As a companion piece to Syfy's Ghost Hunters, starting its ninth season (9/8c), the channel exploits the current cable craze for excavating gold by sending paranormal investigators to a long-abandoned, but about to be reopened, Ghost Mine (10/9c) in Oregon. I wish I could report they unearth a mother lode of spooky discoveries, but the tepid first hour feels an awful lot like they're trawling, slowly, for fool's gold.

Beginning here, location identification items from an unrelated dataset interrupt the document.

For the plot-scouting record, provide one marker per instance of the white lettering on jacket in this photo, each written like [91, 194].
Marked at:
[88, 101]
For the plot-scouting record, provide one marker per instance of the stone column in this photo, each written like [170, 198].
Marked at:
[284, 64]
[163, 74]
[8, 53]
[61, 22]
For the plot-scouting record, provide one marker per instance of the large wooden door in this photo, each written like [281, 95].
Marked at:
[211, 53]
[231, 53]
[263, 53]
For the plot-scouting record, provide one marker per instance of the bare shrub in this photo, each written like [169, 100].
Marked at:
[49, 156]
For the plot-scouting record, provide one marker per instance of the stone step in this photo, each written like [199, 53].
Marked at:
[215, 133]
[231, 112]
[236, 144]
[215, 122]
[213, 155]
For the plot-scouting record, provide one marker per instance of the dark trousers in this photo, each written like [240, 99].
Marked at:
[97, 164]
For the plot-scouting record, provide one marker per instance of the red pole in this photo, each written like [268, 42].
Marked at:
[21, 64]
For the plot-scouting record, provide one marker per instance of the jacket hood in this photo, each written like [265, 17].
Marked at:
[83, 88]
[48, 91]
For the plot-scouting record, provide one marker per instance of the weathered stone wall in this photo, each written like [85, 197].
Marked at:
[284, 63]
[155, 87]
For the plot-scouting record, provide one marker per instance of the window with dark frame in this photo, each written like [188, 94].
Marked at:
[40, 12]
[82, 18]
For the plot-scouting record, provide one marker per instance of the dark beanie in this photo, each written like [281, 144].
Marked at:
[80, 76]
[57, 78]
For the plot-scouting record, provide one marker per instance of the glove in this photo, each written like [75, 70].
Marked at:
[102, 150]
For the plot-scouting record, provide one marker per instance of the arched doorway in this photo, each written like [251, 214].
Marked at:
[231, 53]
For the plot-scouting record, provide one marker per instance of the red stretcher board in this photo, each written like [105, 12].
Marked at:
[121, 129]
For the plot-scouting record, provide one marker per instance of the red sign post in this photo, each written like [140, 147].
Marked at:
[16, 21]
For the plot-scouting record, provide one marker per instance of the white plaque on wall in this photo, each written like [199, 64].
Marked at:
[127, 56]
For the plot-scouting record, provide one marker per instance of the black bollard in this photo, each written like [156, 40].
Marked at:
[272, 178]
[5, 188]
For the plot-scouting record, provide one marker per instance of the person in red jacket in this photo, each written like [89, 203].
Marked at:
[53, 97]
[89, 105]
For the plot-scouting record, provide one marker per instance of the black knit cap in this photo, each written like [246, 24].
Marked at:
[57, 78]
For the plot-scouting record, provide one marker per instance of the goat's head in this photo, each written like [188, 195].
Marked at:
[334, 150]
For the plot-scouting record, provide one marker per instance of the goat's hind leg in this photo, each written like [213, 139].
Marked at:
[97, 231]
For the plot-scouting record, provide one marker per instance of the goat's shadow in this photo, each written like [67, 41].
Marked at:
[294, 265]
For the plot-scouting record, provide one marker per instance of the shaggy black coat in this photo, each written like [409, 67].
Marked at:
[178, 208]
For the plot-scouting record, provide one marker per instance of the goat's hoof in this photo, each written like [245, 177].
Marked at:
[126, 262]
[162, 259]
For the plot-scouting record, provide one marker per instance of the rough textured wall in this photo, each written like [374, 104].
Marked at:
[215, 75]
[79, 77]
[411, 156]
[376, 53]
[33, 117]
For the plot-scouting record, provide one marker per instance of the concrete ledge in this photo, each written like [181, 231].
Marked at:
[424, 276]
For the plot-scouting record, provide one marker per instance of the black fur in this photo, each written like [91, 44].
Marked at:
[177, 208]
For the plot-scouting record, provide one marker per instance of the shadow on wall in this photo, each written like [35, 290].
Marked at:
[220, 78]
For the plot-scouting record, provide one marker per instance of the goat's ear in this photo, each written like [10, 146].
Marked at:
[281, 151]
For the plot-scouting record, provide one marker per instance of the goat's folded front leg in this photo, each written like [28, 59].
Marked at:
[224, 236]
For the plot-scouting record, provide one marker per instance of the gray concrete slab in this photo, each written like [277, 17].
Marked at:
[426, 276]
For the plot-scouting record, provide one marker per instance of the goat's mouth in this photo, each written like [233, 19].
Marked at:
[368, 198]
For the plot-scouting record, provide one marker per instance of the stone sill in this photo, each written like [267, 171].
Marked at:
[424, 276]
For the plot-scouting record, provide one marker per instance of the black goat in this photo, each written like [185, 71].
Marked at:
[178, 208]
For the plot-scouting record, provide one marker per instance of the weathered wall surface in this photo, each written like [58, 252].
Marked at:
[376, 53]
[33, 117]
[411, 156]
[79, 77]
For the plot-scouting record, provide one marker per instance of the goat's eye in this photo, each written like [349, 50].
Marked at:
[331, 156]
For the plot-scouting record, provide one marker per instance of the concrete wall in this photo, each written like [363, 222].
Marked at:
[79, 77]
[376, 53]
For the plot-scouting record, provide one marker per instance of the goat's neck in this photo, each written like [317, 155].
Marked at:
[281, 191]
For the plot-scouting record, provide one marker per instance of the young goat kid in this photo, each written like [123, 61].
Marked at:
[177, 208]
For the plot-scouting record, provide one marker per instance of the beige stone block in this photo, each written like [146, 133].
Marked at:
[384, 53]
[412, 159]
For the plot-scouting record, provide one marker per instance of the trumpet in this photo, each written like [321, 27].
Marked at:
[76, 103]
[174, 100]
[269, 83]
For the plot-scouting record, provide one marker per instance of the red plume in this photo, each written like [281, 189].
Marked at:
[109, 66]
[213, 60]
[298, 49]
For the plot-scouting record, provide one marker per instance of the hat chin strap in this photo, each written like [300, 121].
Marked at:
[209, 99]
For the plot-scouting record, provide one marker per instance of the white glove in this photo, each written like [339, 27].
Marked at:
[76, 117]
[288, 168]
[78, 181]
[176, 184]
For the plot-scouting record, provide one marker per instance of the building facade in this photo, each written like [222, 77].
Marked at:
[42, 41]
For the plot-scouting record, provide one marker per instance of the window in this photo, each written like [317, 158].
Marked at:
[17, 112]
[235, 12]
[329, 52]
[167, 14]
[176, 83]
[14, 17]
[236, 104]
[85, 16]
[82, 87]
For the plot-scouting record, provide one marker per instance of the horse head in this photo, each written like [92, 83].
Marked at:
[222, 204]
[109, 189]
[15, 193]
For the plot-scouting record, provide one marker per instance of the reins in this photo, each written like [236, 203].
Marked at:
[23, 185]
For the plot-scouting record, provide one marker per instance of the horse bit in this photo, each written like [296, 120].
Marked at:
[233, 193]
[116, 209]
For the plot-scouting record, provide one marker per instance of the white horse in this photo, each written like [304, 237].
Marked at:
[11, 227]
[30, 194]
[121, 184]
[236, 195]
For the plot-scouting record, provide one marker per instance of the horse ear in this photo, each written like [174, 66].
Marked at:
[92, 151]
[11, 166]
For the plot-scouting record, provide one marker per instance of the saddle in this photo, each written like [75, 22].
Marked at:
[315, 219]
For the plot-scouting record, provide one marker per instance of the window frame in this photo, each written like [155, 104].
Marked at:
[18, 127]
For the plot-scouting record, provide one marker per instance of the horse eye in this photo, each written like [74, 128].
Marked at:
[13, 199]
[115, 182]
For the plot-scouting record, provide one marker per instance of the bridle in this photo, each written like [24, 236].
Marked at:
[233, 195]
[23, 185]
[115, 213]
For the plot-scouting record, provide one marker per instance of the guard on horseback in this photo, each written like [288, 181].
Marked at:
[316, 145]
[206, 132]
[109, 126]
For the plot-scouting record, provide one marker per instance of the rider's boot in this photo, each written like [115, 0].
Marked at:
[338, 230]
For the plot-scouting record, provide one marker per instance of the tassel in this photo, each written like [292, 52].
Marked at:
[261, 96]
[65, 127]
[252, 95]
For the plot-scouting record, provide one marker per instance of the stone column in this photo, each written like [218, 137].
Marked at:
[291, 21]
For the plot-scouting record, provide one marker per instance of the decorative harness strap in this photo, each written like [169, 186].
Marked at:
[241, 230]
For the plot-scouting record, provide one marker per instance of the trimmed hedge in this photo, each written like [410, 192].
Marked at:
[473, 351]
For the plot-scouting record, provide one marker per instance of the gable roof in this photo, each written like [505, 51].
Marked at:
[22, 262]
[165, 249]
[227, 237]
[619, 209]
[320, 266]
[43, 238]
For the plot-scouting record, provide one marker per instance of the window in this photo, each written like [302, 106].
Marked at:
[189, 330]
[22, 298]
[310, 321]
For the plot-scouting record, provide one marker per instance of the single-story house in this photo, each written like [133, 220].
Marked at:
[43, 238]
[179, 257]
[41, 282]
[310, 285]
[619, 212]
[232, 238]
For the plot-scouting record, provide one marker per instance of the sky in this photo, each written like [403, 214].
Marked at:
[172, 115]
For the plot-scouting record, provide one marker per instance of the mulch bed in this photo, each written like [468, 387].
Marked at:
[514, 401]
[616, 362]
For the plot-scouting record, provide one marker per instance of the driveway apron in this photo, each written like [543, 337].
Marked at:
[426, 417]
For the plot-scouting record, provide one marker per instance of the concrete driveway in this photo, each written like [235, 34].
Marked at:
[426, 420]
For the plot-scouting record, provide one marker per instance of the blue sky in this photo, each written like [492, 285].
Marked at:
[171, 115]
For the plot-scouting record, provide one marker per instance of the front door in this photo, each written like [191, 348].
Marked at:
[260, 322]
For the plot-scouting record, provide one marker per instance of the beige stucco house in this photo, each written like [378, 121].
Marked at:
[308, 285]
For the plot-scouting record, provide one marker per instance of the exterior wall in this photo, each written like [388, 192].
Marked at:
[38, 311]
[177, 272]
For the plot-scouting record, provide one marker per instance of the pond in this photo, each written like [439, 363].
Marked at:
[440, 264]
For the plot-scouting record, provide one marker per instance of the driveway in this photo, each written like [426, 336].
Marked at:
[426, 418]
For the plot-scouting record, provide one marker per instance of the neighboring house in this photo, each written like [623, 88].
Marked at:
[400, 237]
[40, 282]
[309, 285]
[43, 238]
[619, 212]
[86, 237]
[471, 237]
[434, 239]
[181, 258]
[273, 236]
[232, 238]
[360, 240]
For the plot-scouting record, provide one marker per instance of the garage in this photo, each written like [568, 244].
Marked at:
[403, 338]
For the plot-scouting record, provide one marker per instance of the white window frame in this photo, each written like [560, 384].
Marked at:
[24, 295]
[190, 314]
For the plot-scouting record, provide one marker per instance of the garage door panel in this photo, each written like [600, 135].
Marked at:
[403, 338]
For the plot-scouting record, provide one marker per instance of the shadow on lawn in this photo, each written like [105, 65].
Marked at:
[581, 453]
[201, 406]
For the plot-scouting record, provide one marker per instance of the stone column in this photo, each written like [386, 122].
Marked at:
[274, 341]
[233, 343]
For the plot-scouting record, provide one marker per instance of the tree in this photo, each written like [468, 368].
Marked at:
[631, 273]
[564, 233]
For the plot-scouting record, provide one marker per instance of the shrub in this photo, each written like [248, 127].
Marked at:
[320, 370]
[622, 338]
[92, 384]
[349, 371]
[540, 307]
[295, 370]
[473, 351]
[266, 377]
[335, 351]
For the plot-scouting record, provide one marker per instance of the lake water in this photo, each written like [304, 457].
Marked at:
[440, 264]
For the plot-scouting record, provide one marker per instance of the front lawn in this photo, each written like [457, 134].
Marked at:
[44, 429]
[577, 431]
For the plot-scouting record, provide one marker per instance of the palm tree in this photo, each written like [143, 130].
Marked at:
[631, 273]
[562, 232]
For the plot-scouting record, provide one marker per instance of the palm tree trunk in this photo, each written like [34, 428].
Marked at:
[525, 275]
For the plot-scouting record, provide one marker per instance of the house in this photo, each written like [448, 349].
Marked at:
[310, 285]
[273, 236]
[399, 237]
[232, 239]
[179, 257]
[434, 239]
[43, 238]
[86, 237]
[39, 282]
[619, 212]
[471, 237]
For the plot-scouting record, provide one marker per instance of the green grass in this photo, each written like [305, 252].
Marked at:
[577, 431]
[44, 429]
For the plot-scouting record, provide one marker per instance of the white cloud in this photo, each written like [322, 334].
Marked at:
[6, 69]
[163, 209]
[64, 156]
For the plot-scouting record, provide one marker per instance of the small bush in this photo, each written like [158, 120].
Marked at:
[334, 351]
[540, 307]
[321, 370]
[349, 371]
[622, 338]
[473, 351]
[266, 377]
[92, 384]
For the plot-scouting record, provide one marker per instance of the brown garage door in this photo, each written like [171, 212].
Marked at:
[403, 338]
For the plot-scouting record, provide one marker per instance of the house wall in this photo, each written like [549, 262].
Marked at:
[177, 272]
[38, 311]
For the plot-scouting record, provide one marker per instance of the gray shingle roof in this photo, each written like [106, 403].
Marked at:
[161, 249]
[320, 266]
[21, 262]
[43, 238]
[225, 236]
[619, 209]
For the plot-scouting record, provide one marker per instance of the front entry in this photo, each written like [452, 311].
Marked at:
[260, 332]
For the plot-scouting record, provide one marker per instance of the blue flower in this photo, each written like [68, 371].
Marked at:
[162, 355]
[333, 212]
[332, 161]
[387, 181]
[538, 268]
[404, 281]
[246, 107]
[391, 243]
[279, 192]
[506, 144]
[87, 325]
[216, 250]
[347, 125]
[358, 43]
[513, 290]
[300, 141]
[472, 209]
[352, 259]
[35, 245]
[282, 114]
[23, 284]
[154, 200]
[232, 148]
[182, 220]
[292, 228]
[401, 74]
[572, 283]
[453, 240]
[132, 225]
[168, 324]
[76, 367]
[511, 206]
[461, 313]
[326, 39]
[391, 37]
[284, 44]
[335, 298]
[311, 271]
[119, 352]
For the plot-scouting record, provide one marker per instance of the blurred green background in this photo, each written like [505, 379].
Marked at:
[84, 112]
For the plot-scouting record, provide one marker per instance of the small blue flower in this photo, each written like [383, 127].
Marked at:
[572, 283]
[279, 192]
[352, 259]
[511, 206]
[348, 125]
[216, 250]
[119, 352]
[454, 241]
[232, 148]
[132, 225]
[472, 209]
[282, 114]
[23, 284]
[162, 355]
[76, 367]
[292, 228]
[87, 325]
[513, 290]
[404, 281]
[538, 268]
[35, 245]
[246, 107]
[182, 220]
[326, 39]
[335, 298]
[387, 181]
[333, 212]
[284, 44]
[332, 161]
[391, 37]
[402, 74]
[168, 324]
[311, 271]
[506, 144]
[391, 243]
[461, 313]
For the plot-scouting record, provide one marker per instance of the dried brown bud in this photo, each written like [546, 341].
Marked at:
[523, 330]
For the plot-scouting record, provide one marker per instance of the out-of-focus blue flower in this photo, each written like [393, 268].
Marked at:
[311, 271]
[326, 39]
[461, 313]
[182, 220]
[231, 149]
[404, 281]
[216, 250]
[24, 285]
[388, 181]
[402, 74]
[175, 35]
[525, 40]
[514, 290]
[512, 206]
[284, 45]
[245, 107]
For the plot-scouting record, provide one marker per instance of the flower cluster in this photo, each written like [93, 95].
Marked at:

The League's Nick Kroll plays comic chameleon in his new Comedy Central sketch-fest Kroll Show (10:30/9:30c), and while his posse of famous friends is impressive — Ed Helms and Adam Pally are among the guys male-bonding in a running gag titled "Sex in the City for Dudes," ex-Saturday Night Live star Jenny Slate co-stars with Kroll (in drag) as incompetent publicists both named Liz in a tired celeb-reality parody — you can't help get the sense they're having more fun than we are.